A cultura ainda machista à época fez com que Airon se afastasse do desejo de trabalhar com o design: "Eu nunca pude falar que eu queria trabalhar com moda. Imagina, profissão de homem não é trabalhar com moda", diz ele ao reproduzir alguns dos discursos que o cercavam.
Seu trajeto foi outro: começou a cursar Direito, abandonou a carreira e se mudou para Buenos Aires, na Argentina, para se tornar médico: "Minha família esperava de mim é que eu fosse doutor", brinca.
O percurso cheio de curvas acabou então levando-o até a sua paixão inicial.
"Eu morava no bairro de Palermo. Lá, eu tinha muito contato com lojas de mobiliário de design. Sempre fui encantado por madeira, decoração e moda, por causa da minha criação", relembra.
Engatilhado pelo próprio passado, Airon decidiu largar tudo e se mudar para São Paulo, onde passou a cursar design, em 2014.
"Eu precisava me manter, não tinha o luxo só de estudar", conta. "Estudava de manhã e a tarde eu trabalhava numa loja de rua, de mobiliário brasileiro, recomendada por um professor da faculdade".
A Misci então foi o projeto escolhido por ele para o TCC. Nele, o mato-grossense criou uma abordagem de materialização através do design, apropriando-se das roupas e dos móveis para fazer isso.
"Me incomoda muito o que a gente tem como estética nacional vista pelo mundo afora. A minha pesquisa é mais profunda, quando a gente mistura formas e materiais".
O design vai além da estampa tropical, o Brasil merece ser reconhecido lá fora pela nossa verdadeira diversidade".
A Misci além da moda
A label brasileira estreou em 2020 no São Paulo Fashion Week. No entanto, nas palavras do criador, ele prefere não ser intitulado como uma "marca de moda".
"Moda pra mim, nasce da falta de recursos. Eu comecei a marca com poucos recursos, mas não sou eu quem diz que faço moda ou não. É a sociedade", opina.

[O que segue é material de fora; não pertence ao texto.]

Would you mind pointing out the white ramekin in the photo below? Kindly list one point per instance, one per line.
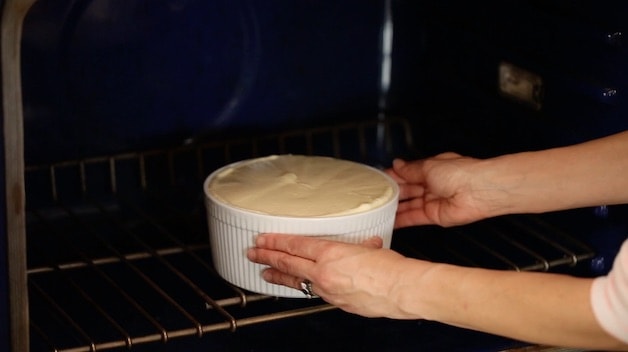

Não tenho a pretensão de falar que faço moda, porque o termo em si significa mais do que a gente reconhece hoje. Prefiro dizer que faço design".

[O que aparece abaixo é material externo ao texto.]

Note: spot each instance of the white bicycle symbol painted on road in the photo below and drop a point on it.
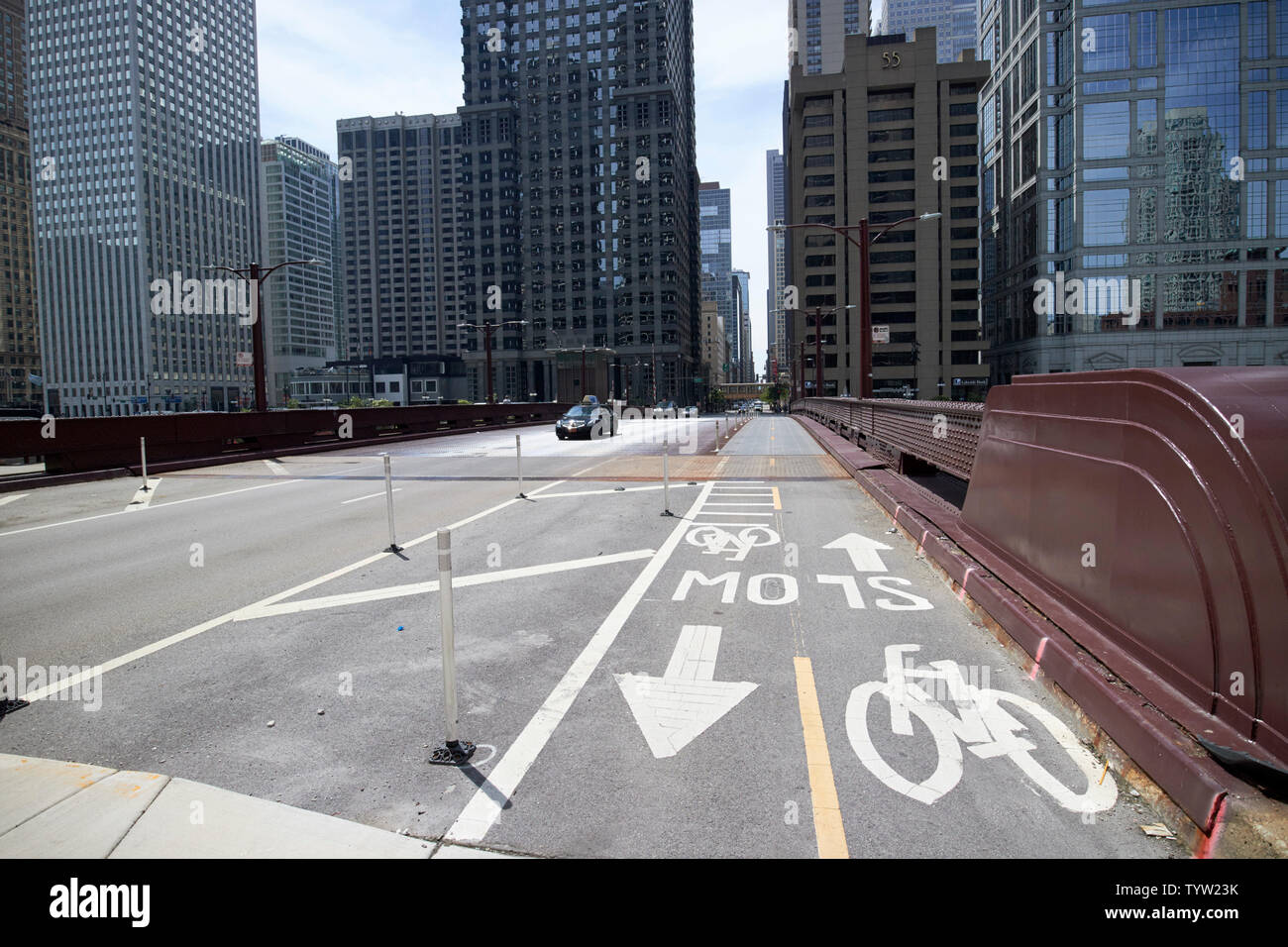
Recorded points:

Uma das peças que traduz isso é o blazer produzido com 100% lã nacional e ilustrado pela artista plástica Paula Scavazzini. Nessa colaboração a artista ilustrou sua visão em relação ao processo criativo da coleção "Brasil Impúbere" apresentado na semana de moda de São Paulo.

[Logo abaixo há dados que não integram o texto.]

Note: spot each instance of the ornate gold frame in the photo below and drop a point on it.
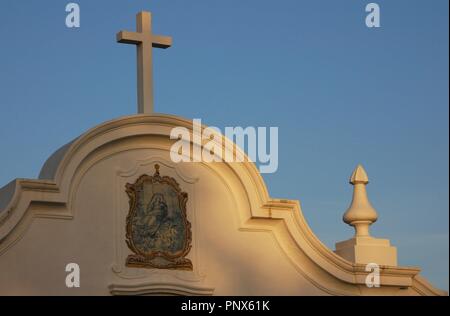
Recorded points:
(157, 259)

"Essa peça é muito especial, diz muito sobre a marca e sua a própria evolução", opina.
Já o restante das peças, que priorizam os tons neutros e o uso da alfaiataria, têm como objetivo ser algo que "não é de modinha".
"Acredito muito em projetos objetivos, sem excesso. Tem desde a peça mais elaborada de design, para quem gosta de algo mais complexo, mas no geral, é uma coleção objetiva. O mesmo produto cumpre várias funções".
O reconhecimento do Brasil
Airon comenta durante a conversa que muitos dos seus clientes dizem que sua loja, localizada no bairro de Pinheiros, em São Paulo, parece "gringa". O elogio (visto sob a perspectiva destes) é, na opinião do designer, uma consequência da desvalorização da cultura nacional — a qual ele carrega em seu trabalho desde o começo da carreira.
"Toda essa questão de valorizar o que é nosso é político para Misci", comenta. "Falta valorização do próprio consumidor brasileiro com nossos produtos. Muita gente acha que eu fico feliz da marca ser reconhecida pelo gringo, mas é porque algumas delas não reconhecem a riqueza que nosso país tem".
Temos muitos clientes gringos, pois a Misci é uma marca que fala do Brasil como as outras não costumam falar."
Com 40% do faturamento na loja on-line, um dos maiores desafios para a marca atualmente, ainda mais em tempos de pandemia, é a falta de incentivo da produção de matéria-prima nacional.
"A gente se vira como pode", comenta. "No Brasil, como um geral, nós exportamos muitos produtos que também são feitos aqui. Com matérias-primas que possuímos. Isso é consequência da nossa política econômica, em que temos um governo que vive de commodity".